CAS Key Laboratory of Soft Matter Chemistry, Lab of Functional Membranes, School of Chemistry and Material Science, University of Science and Technology of China, Hefei 230026, PR China.
Int J Pharm. 2011 Apr 15;408(1-2):39-49. doi: 10.1016/j.ijpharm.2011.01.046. Epub 2011 Feb 1.
The clinical use of nonsteroidal anti-inflammatory drugs (NSAIDs) (such as sodium salicylate (NaSA)) for the treatment of chronic arthritis is limited due to the adverse effects and patient non-compliance. In order to solve these problems, anion exchange hollow fiber membranes (AEHFMs) are proposed for the first time here as potential drug carriers. Brominated poly(2,6-dimethyl-1,4-phenylene oxide) (BPPO) is used as the starting membrane material. In-situ sol-gel process of γ-methacryloxypropyl trimethoxysilane (γ-MPS) in BPPO matrix is operated so as to enhance the membranes' thermal and dimensional stability. The performances of the membranes in controlled release of the drug (NaSA as the model drug) are improved accordingly. Loading and release experiments illustrate that the hybrid AEHFM can bind salicylate (SA⁻) at a high loading efficiency (28.4%), and the retention of the drug on the membrane matrix is significantly prolonged (drug released in 7 days under physiological condition: 51.9%, neglecting the drug bound by protein). Meanwhile, the membrane is biocompatible and can support the adherence, growth, and survival of human cells. Overall, the prepared AEHFM is a promising scaffolding material for drug delivery and tissue engineering.

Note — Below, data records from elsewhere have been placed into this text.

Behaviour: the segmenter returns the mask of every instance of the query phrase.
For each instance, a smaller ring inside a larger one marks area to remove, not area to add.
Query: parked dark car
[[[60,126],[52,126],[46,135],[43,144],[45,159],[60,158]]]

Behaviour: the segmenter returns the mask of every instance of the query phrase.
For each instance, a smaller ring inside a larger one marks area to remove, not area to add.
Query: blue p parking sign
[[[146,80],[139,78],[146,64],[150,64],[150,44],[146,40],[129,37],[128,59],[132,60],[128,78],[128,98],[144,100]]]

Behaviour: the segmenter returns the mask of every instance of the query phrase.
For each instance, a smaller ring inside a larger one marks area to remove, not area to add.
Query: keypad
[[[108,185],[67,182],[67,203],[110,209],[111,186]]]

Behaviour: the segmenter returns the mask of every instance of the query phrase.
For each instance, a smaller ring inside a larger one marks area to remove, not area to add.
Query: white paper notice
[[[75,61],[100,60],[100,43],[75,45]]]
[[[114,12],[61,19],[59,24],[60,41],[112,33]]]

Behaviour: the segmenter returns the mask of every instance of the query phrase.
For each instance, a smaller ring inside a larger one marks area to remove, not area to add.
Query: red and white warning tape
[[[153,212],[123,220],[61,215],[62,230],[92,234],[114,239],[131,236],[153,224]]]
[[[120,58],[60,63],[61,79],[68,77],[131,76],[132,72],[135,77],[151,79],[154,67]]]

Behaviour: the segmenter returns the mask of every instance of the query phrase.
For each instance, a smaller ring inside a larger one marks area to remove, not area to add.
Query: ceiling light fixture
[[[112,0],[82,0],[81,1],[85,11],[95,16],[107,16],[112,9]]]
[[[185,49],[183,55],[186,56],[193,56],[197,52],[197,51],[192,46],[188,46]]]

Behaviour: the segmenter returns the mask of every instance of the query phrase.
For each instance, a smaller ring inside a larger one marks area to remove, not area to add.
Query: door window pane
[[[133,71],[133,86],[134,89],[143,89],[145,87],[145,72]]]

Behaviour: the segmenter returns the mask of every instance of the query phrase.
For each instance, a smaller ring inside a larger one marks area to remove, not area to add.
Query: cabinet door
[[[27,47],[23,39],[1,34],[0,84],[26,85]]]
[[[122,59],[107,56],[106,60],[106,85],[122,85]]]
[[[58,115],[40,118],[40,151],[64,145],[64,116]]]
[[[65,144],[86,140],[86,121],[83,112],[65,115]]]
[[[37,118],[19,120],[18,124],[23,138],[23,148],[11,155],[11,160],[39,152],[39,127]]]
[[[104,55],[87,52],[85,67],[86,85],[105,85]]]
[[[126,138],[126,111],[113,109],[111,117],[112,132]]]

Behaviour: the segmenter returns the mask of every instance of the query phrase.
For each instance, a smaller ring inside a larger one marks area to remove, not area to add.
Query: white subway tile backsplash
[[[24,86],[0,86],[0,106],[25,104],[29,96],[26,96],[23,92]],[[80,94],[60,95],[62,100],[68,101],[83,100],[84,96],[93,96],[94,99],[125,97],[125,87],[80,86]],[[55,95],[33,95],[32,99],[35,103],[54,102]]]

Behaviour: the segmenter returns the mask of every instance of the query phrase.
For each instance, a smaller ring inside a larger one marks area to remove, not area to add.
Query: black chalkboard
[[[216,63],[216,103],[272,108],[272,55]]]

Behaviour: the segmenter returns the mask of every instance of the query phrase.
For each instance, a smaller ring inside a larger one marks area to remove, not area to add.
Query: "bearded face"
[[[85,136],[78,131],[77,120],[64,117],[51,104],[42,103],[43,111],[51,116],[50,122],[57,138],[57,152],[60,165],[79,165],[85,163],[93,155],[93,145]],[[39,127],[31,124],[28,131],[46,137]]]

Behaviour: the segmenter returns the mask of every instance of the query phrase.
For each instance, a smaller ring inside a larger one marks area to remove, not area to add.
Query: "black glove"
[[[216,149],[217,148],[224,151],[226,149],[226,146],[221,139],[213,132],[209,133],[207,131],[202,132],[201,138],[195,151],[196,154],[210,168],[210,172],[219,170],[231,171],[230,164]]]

非甾体抗炎药(NSAIDs)(如水杨酸钠(NaSA))在慢性关节炎治疗中的临床应用受到限制,这是由于其不良反应和患者不依从性。为了解决这些问题,首次提出阴离子交换中空纤维膜(AEHFMs)作为潜在的药物载体。溴化聚(2,6-二甲基-1,4-亚苯基氧化物)(BPPO)用作起始膜材料。在 BPPO 基质中进行γ-甲基丙烯酰氧基丙基三甲氧基硅烷(γ-MPS)的原位溶胶-凝胶过程,以提高膜的热和尺寸稳定性。相应地,改善了药物(以 NaSA 为模型药物)的控释性能。负载和释放实验表明,该杂化 AEHFM 可以以高负载效率(28.4%)结合水杨酸根(SA⁻),并且药物在膜基质上的保留时间显著延长(在生理条件下 7 天内释放的药物:51.9%,忽略与蛋白质结合的药物)。同时,该膜具有生物相容性,能够支持人细胞的黏附、生长和存活。总的来说,所制备的 AEHFM 是一种很有前途的药物输送和组织工程支架材料。